(J'ai écrit ce texte il y a quelques temps. Je n'avais pas osé le partager. Je le fais maintenant. )
Je caresse sa joue duveteuse, admirant ses yeux clos, une expression de douceur et d'amour dans le creux de ma paume. Son regard d'ursidé se mit à me toiser, des yeux de prédateurs, à la tendresse infinie. Mes griffes glissent sur ses lèvres, cherchant au fond de lui ce qu'il voit de moi. Les larmes roulent sur mes joues, emprisonnées dans mon pelage noir telle une nuit sans lune, sans étoiles, sans une once de lumière. Les ténèbres ont englouti mon cœur.

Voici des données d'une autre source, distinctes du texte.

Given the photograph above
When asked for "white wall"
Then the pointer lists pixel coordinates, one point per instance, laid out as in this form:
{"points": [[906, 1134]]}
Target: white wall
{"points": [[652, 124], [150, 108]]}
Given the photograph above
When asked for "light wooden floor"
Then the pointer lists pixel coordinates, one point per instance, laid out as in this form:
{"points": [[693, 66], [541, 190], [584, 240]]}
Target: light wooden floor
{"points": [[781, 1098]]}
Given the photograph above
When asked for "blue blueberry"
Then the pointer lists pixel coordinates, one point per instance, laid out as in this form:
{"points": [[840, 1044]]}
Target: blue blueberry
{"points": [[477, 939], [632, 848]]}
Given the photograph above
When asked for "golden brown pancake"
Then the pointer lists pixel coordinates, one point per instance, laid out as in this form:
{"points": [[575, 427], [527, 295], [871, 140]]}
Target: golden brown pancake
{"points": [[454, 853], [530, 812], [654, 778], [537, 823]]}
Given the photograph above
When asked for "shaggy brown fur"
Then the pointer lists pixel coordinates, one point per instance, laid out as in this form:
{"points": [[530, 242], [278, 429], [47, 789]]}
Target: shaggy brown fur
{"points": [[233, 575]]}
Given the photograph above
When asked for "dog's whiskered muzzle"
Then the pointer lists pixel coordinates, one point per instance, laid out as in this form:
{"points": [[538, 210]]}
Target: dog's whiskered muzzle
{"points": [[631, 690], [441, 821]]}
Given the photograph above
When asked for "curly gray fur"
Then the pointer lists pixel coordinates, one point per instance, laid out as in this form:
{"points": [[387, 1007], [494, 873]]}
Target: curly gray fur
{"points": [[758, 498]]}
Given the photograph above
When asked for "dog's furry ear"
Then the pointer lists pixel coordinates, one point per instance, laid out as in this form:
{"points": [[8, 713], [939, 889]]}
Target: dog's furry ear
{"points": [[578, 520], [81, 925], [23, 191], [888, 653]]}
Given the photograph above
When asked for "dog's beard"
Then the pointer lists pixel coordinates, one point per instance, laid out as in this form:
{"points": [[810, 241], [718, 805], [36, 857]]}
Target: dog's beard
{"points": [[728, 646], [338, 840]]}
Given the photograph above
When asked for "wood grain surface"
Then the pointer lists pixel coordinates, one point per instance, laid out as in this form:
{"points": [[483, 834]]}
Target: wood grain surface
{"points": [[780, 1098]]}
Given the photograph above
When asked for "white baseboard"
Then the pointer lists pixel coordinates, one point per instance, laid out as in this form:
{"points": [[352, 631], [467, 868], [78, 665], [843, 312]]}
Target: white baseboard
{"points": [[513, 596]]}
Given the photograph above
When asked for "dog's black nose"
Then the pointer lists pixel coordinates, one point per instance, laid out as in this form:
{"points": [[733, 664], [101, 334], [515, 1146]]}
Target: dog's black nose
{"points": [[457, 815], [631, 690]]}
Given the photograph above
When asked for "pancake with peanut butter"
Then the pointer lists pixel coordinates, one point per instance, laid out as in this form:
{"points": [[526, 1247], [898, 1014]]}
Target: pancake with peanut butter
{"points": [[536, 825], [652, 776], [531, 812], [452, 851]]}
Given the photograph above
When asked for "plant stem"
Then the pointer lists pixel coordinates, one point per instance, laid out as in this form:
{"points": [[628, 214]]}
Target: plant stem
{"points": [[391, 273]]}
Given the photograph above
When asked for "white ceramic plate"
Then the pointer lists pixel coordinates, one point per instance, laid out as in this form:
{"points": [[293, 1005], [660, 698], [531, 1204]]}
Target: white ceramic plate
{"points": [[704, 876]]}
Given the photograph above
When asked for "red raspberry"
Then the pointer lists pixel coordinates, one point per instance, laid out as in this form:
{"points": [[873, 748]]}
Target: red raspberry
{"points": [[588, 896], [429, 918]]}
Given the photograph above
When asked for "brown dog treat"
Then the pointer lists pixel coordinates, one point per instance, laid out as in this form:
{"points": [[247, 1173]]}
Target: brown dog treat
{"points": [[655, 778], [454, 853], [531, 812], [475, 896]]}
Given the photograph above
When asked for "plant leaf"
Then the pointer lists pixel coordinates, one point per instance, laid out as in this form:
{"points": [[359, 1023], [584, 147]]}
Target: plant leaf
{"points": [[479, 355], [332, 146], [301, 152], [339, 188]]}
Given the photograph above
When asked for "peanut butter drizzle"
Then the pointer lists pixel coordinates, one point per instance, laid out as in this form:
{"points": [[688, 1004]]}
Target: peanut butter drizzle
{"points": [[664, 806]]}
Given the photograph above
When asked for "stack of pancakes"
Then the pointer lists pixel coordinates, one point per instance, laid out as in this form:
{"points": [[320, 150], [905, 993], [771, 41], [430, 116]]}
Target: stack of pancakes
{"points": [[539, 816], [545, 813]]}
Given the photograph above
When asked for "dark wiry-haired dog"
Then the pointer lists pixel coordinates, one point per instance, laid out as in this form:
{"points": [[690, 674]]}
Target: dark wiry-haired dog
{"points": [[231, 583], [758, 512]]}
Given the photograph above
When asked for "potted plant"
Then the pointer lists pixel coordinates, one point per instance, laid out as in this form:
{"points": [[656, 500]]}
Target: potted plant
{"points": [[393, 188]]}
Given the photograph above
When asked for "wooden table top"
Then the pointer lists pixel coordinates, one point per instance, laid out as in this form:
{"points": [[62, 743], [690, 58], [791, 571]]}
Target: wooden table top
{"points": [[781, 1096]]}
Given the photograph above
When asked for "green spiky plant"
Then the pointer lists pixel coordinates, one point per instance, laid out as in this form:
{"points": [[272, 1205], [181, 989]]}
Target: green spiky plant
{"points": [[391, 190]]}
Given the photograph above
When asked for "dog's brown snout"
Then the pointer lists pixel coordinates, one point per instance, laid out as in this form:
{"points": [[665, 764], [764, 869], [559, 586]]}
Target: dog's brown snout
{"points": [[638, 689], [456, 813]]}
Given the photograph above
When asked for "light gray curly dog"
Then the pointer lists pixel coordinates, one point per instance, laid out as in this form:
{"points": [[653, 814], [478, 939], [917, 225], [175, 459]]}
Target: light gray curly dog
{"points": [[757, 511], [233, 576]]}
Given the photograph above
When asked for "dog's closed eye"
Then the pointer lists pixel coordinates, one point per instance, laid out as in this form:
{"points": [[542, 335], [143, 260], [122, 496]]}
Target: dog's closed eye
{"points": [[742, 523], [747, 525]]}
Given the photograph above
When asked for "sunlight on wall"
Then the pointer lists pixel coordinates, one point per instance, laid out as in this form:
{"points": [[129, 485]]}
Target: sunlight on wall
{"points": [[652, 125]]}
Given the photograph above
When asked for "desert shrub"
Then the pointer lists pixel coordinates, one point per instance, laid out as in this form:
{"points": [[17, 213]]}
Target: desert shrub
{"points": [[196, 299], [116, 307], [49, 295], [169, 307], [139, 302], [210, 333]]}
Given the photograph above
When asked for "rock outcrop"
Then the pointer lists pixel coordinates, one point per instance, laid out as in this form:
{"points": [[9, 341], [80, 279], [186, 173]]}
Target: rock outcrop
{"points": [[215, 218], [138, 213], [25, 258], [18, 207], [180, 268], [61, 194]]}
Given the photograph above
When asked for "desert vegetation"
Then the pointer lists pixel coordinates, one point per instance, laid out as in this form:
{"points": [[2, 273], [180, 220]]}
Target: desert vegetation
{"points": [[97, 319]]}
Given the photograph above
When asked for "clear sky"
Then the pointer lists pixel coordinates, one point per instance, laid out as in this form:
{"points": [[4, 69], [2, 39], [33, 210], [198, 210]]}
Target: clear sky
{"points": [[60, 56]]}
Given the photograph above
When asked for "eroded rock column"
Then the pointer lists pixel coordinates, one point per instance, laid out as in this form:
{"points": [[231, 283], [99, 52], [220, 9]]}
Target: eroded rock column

- Je suis fatiguée, murmurais-je entre mes crocs.
Ses bras s'enroulèrent autour de moi, m'emprisonnant dans un cocon rassurant. Je retourne dans une enfance qui m'a été interdite, je ne veux plus qu'il me lâche, je désire ses griffes dans ma chair.
- Je t'en pris, sifflais-je, menaçant de m'effondrer.
Ses gestes restèrent doux, tendres, mais si fermes, si volontaire. Aucune agressivité, aucune violence, seulement un aplomb sans faille. Il sait ce qu'il désire, et il me le fait ressentir.
Sans prise de tête aucune, seulement un plaisir et des sentiments purs, sur l'instant, sans lendemain.
Un rêve éternel.
Un murmure chaud dans le creux de mon oreille.
- Tout de passera bien.
Une affirmation, une confiance inébranlable qui gonfle mon cœur de sûreté. Je me sens bien, je me sens à ma place. Je regarde à nouveau dans ses yeux. Je m'y vois, je n'y vois que moi, en cet instant, je ne vois que lui. Il est si doux, si beau, si intense. La passion le dévore. D'où trouve-t-il cette force de voir autant de beauté. Un artiste, un poète, un amoureux transis. Il n'est que gentillesse. Je caresse ses mains, ses coussinets rugeux et rèches, remonte le long de ses avant-bras, mes doigts de faufillant dans sa fourrure si épaisse et drue. Je pose ma truffe sur la sienne, froide, humide. Je ne peux réprimer un coup de langue sur son museau. Mon affection pour lui est limpide, sans une once de doute. Je serais à jamais en partie sienne. Il le sait. Il me connait mieux que moi-même. Son intelligence me fait frissonner. Il me voit vraiment, et je me sens entière dans ce regard.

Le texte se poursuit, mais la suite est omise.